Les taux d’imposition locaux resteront inchangés à Eaubonne en 2026. La ville prévoit un produit fiscal d’environ 20,4 millions d’euros, tandis que le budget adopté prévoit de financer les investissements sans inscrire de nouvel emprunt d’équilibre.
Un excédent mobilisé pour l’investissement
Le compte financier de 2025 fait apparaître un excédent de fonctionnement de 3 326 278,57 €, mais aussi un déficit d’investissement de 3 866 470,39 €. La ville affecte 2 556 069,50 € au financement de ce déficit et reporte 770 209,07 € en fonctionnement. Ce choix réduit la marge disponible pour les dépenses courantes, tout en permettant de financer une partie des opérations sans recourir immédiatement à l’emprunt.
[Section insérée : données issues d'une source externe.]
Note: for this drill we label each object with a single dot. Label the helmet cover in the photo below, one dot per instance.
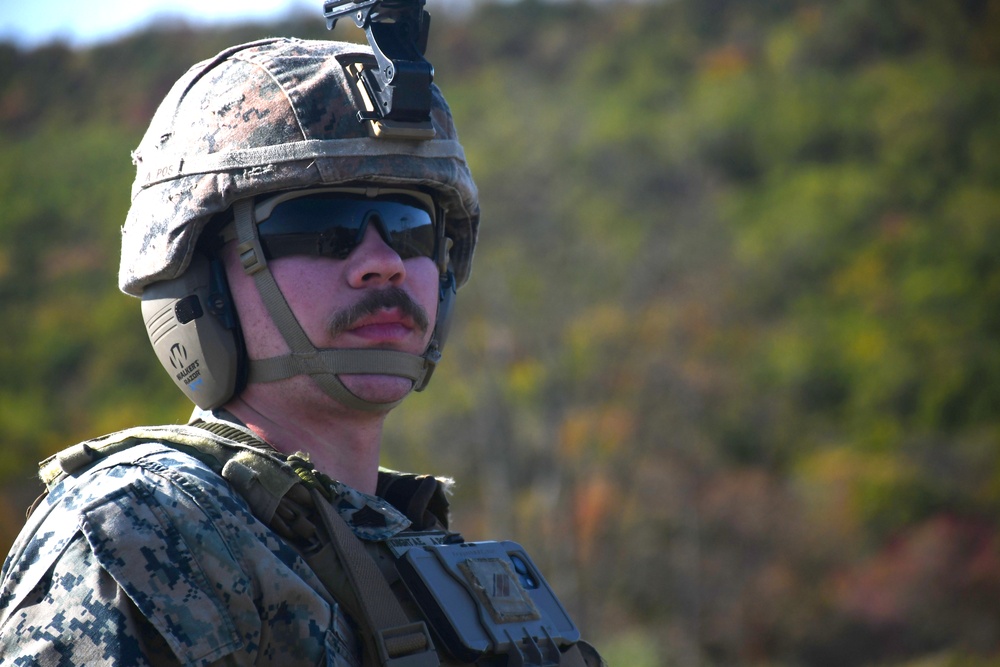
(272, 115)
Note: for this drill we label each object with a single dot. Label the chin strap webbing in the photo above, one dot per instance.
(323, 366)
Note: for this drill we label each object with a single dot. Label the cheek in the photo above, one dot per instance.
(261, 337)
(422, 281)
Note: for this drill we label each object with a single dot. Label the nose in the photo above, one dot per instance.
(373, 263)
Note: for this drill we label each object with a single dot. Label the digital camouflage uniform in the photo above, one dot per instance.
(147, 550)
(148, 556)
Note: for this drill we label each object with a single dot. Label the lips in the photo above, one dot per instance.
(385, 325)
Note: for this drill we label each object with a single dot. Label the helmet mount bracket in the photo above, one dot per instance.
(396, 87)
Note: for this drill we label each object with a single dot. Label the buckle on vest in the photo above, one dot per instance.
(406, 646)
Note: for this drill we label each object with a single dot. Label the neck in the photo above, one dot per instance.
(341, 443)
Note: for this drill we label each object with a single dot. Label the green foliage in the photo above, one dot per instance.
(727, 364)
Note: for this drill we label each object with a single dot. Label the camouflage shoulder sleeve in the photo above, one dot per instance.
(150, 558)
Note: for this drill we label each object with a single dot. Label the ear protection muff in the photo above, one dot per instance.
(192, 326)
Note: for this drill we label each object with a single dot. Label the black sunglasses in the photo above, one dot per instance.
(333, 224)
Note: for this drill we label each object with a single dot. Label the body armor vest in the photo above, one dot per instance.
(293, 499)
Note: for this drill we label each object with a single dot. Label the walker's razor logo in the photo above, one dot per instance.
(189, 374)
(501, 585)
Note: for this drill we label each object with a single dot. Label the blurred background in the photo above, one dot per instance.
(727, 365)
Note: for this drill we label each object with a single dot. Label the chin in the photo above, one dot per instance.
(377, 388)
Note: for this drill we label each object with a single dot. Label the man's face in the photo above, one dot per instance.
(371, 299)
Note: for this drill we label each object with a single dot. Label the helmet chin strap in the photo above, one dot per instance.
(324, 366)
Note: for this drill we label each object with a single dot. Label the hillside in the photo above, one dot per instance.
(727, 363)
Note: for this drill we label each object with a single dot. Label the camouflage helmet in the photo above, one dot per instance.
(269, 116)
(273, 115)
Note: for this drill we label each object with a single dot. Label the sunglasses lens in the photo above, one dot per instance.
(332, 225)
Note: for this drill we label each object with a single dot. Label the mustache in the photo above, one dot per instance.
(383, 299)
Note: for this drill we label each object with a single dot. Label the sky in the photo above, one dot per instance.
(32, 22)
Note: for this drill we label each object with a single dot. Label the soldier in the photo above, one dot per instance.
(296, 275)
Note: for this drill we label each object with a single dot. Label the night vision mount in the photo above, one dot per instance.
(396, 87)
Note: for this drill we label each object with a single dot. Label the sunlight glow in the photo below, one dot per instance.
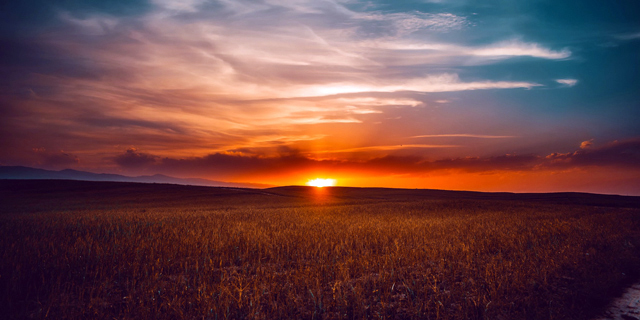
(321, 182)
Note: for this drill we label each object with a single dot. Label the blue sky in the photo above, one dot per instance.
(431, 94)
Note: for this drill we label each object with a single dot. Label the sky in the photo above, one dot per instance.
(491, 95)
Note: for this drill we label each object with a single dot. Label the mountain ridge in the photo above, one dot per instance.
(29, 173)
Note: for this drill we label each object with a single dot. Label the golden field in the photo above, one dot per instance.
(100, 250)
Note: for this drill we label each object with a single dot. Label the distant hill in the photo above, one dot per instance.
(22, 173)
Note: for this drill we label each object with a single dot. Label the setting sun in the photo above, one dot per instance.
(321, 183)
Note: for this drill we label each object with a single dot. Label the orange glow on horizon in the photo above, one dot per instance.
(318, 182)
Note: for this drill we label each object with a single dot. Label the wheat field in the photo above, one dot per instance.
(91, 250)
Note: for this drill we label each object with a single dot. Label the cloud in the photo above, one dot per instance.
(133, 159)
(192, 78)
(513, 48)
(55, 159)
(618, 153)
(246, 163)
(567, 82)
(449, 53)
(628, 36)
(462, 135)
(586, 144)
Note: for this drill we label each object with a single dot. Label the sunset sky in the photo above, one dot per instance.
(491, 95)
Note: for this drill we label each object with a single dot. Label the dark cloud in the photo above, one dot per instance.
(626, 153)
(133, 159)
(618, 154)
(55, 159)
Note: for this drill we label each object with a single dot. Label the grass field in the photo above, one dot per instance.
(96, 250)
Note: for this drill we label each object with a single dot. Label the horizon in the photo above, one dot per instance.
(533, 96)
(189, 182)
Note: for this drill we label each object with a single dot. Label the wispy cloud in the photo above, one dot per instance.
(198, 77)
(567, 82)
(462, 135)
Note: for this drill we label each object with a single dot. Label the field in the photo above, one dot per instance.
(100, 250)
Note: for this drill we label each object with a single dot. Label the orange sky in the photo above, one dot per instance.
(424, 94)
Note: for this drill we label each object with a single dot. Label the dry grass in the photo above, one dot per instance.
(128, 252)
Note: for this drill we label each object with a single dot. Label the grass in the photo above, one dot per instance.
(79, 250)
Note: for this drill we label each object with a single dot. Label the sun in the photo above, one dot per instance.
(321, 182)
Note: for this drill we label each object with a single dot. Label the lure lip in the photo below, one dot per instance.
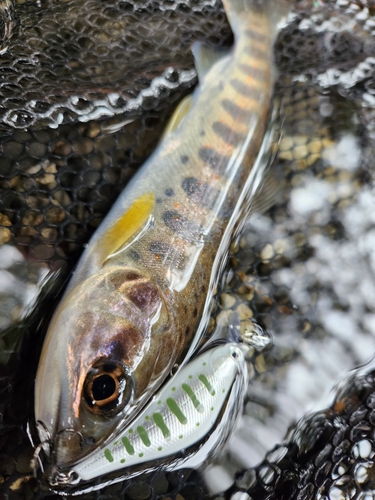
(191, 453)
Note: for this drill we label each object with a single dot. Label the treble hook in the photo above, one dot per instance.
(36, 458)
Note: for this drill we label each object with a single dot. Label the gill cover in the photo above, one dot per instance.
(200, 403)
(98, 360)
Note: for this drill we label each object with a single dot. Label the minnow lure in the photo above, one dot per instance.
(183, 413)
(141, 292)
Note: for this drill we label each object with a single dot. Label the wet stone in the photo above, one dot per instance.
(244, 312)
(37, 150)
(83, 146)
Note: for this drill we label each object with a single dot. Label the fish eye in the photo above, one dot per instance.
(107, 387)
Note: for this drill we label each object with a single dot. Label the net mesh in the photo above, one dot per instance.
(86, 88)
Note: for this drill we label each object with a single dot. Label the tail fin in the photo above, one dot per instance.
(240, 11)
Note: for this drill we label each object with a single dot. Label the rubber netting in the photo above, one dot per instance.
(86, 87)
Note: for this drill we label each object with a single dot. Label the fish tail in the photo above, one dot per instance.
(241, 12)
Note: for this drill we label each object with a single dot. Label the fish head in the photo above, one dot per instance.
(108, 347)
Pour comprendre le rôle du vote des taux, les habitants peuvent consulter notre guide sur la décision des impôts locaux.
Les taux restent fixés à 15,76 % pour la taxe d’habitation sur les résidences secondaires, à 38,71 % pour la taxe foncière sur les propriétés bâties et à 39,90 % pour les propriétés non bâties. Le budget 2026 prévoit 32,76 millions d’euros de dépenses nouvelles réelles en fonctionnement et 34,76 millions de recettes nouvelles réelles.
Des dépenses contraintes par les services publics
En investissement, les dépenses nouvelles atteignent 6,92 millions d’euros. Elles sont couvertes par 4,16 millions d’euros de recettes nouvelles, 2,60 millions d’euros de reports et 2,56 millions d’euros issus de l’excédent capitalisé. La ville présente donc un budget sans emprunt d’équilibre, dans un contexte où les marges de manœuvre restent surveillées. Le détail des opérations énergétiques est présenté dans le programme de sobriété énergétique.
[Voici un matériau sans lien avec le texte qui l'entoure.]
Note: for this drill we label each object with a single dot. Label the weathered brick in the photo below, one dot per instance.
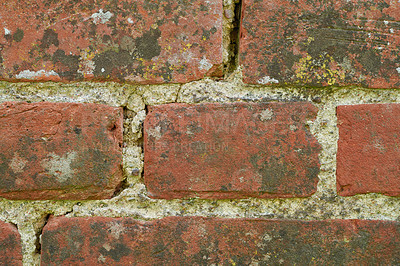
(206, 241)
(231, 150)
(10, 245)
(137, 41)
(59, 150)
(368, 149)
(321, 42)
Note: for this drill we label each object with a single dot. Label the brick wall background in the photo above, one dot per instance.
(199, 132)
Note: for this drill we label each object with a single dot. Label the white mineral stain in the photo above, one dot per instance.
(18, 163)
(266, 80)
(101, 17)
(205, 64)
(27, 74)
(60, 167)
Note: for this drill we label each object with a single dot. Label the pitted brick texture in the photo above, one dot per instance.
(59, 150)
(10, 245)
(232, 150)
(321, 42)
(136, 41)
(368, 149)
(206, 241)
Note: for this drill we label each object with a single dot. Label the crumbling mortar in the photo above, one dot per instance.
(133, 200)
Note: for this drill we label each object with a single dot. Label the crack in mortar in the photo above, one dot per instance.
(231, 34)
(133, 200)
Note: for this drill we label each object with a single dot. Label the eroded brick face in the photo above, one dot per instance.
(59, 150)
(136, 41)
(10, 245)
(205, 241)
(321, 42)
(368, 149)
(231, 150)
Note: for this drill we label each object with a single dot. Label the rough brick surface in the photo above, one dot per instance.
(321, 42)
(206, 241)
(10, 245)
(134, 40)
(59, 150)
(368, 149)
(230, 150)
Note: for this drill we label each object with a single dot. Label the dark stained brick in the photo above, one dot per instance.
(321, 42)
(137, 41)
(232, 150)
(59, 150)
(10, 245)
(207, 241)
(368, 158)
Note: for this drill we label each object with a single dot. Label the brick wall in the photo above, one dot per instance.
(199, 132)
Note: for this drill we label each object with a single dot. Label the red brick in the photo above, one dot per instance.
(368, 149)
(321, 42)
(137, 41)
(206, 241)
(59, 150)
(10, 245)
(232, 150)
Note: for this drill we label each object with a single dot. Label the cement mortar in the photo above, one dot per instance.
(30, 216)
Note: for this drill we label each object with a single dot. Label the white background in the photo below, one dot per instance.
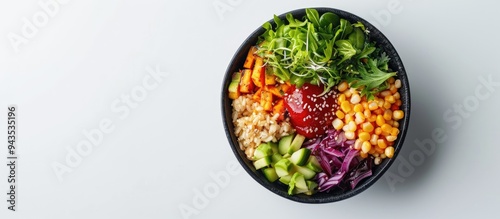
(66, 77)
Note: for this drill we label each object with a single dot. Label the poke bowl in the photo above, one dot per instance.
(315, 105)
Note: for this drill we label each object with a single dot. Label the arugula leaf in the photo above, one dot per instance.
(324, 50)
(346, 50)
(313, 16)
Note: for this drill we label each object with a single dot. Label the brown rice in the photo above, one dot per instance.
(253, 125)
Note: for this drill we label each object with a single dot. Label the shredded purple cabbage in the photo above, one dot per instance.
(339, 161)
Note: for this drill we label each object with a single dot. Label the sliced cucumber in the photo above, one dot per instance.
(274, 147)
(308, 173)
(284, 144)
(262, 162)
(283, 167)
(263, 150)
(276, 158)
(270, 174)
(297, 182)
(301, 156)
(296, 143)
(286, 179)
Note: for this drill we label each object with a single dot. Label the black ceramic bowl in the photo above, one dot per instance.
(280, 189)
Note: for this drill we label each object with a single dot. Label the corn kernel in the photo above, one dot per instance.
(372, 118)
(360, 118)
(386, 105)
(357, 144)
(381, 143)
(391, 138)
(346, 106)
(342, 98)
(373, 139)
(380, 120)
(395, 132)
(348, 117)
(379, 111)
(387, 115)
(391, 80)
(386, 128)
(397, 84)
(350, 135)
(366, 147)
(372, 105)
(380, 102)
(367, 113)
(397, 114)
(348, 93)
(364, 136)
(342, 86)
(352, 126)
(389, 152)
(338, 124)
(367, 127)
(340, 114)
(358, 107)
(364, 104)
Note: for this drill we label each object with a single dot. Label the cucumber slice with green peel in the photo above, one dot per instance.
(262, 162)
(308, 173)
(276, 158)
(274, 147)
(270, 174)
(283, 167)
(297, 182)
(296, 143)
(300, 181)
(313, 164)
(301, 156)
(263, 150)
(286, 179)
(284, 144)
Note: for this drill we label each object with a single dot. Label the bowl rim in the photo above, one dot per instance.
(380, 38)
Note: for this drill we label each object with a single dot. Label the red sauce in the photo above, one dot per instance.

La masse salariale approche 19 millions d’euros, soit 58 % du budget. L’éducation représente 5 millions d’euros, avec le maintien de 42 agents spécialisés des écoles maternelles pour 40 classes et 2,7 millions d’euros consacrés aux animateurs. La subvention d’équilibre au Centre communal d’action sociale s’élève à 1 262 560 €. Cette structure intervient dans l’action sociale locale, tandis que la ville précise que les recettes versées par les familles ne couvrent pas le coût complet des services concernés.
« ankylosé par la masse salariale »
M. Dublineau
Le budget a été adopté par 28 voix contre 7. Les échanges ont porté sur le niveau des investissements, les recettes attendues et la capacité future d’endettement. La maire dispose par ailleurs d’une possibilité de déplacer certains crédits, hors dépenses de personnel, dans la limite de 7,5 % des dépenses réelles de chaque section, ainsi que d’une autorisation de recourir à l’emprunt jusqu’au vote du budget 2027. Les compétences de l’intercommunalité, notamment celles de la Communauté d’Agglomération Val Parisis, éclairent aussi la répartition de certaines dépenses de service public.